Foi assim com o Marcelino Pedreiro, que não cansava de repetir para quem passasse:

- Avia, minino, deixe d’arrumação!

Seguia seu “cristo” por onde ele fosse repetindo daquele jeito bem rapidinho:

- Avia, minino, deixe d’arrumação! Avia, minino, deixe d’arrumação! Avia, minino, deixe d’arrumação! Avia, minino, deixe d’arrumação!

Acho que ele queria era endoidar a cidade inteira. Mas a cidade inteira se reuniu e decidiu o destino de Marcelino. Esse saiu da Casa de Doido pra "Casa de Morto" – que dava quase no mesmo.
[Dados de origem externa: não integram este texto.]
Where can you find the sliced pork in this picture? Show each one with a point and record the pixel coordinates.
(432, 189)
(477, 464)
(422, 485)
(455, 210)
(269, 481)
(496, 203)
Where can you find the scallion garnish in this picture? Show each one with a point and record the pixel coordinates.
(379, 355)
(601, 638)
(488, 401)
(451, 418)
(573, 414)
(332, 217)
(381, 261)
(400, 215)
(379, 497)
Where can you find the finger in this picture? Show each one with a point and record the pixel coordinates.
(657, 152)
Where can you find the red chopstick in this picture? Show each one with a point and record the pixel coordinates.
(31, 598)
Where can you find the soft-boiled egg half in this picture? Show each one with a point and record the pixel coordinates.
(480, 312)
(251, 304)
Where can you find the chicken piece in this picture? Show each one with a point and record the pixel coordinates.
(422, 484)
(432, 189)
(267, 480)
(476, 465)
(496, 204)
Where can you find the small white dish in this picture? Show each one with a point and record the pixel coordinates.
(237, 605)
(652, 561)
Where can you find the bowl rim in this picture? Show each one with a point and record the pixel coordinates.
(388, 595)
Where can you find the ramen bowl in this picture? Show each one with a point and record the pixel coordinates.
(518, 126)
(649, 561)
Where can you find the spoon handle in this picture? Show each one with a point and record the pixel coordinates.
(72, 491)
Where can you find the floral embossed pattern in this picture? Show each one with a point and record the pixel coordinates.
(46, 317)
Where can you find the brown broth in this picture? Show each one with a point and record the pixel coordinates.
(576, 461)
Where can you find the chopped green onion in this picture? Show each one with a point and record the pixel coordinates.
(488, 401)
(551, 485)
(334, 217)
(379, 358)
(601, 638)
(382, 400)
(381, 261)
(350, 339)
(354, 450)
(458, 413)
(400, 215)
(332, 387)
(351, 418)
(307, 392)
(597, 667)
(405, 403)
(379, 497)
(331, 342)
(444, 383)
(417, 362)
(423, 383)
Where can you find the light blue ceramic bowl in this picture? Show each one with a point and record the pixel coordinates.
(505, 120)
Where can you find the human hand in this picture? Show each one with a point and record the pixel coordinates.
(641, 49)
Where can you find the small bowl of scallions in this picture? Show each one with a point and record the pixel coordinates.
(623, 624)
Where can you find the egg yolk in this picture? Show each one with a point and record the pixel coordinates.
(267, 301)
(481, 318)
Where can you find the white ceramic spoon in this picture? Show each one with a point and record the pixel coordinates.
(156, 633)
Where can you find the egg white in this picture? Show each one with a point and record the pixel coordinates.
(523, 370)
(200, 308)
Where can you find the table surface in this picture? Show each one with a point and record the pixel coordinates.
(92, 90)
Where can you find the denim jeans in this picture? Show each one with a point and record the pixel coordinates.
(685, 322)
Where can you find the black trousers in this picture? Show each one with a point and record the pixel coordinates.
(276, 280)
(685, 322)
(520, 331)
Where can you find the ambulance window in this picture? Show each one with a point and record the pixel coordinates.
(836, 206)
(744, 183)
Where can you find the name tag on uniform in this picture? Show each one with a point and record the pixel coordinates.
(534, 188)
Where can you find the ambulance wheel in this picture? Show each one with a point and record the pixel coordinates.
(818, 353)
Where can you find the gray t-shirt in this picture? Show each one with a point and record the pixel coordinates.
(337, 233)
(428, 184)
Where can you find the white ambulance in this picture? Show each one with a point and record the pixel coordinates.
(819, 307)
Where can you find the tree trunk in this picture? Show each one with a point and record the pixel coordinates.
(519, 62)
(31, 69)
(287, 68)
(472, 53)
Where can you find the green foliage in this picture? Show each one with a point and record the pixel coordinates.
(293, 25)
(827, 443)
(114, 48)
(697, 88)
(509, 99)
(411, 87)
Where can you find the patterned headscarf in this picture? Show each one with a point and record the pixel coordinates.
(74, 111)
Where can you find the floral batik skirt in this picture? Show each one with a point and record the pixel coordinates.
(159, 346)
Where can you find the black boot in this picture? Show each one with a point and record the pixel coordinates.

Voltando de Quintos, passamos em frente da casa de Neto de Carmo, morador da fazenda. A casa dele é de tijolinhos aparentes, mas muito simples e rústica, daquelas que ainda usam a “casinha” para as necessidades. Essa “casinha”, um dia, ficou cheinha de jararacas que fizeram um ninho lá na fossa e provocou um vexame danado em muita gente, cada vez que uma tentava beliscar a bunda do cidadão. Vários sairam correndo nus da “casinha” de Neto de Carmo, correndo das jararacas. Esses foram perdoados e não foram pra Casa de Doido não.

Neto de Carmo, que era casado com sua sobrinha legítima, tinha duas filhas e as duas endoidaram. Como era muito apegado às “meninas” e elas brigavam muito, ele construiu duas Casas de Doido uma de cada lado da casa, geminadas a ela. Cada uma com apenas uma porta e um buraquinho para entregar as refeições às filhas.

Leilane e Lidiane eram doidas socializadas e não ficavam muito tempo lá dentro não. Quando uma delas sentia que estava pirando, ia pra sua Casa de Doido com suas próprias pernas e ali permanecia até que se julgasse social novamente.

Quando passamos, de dentro do nosso quatro-por-quatro climatizado, ouvimos Lidiane gritar pelo buraco da comida:

- Ei, venh’aqui! Ei, venh’aqui!

Ao ver dentro daquele pequeno retângulo, o reflexo das lentes dos óculos e o brilho do sol nos cabelos brancos da senhora, pedi que parassem o carro, mas Alguém alertou:

- Pare não que ela xinga!

- Xinga?

- Xinga. Você chega ali no buraco e ela só faz xingar, só faz xingar.

Deixamos Lidiane no seu inferno e seguimos. O sol rachando lá fora e eu intrigada. Um lugar tão bonito, com uma luminosidade incrível, um lugar que conserva as mais antigas tradições nordestinas, uma região de serra onde mesmo nesta época de estiagem, consegue manter o encantamento de seus vales e a água de seus açudes, um lugar desses onde as pessoas deveriam estar sempre de bem com a vida, entretanto, apresenta esse índice tão elevado de maluquices, dentro e fora das Casas de Doido.

Alguém explicou que não era uma questão social ou ambiental, mas sim de ordem genética, causada pelo grande número de casamentos entre parentes. São primos que se casam entre si, e seus filhos que se casam com os primos, que se casam com tios, que casam novamente com primos e por aí afora. Isso há alguns séculos. Essas deformações genéticas, entretanto, não se deram apenas neurologicamente não, há, ainda, famílias inteiras com deformações físicas causadas pelo mesmo motivo. Alguns geneticistas, entretanto, discordam desta tese.

No fim do dia, repousamos assistindo ao pôr-do-sol no Açude do Jacó, em São Miguel, do oeste. Esse aí que divido com vocês.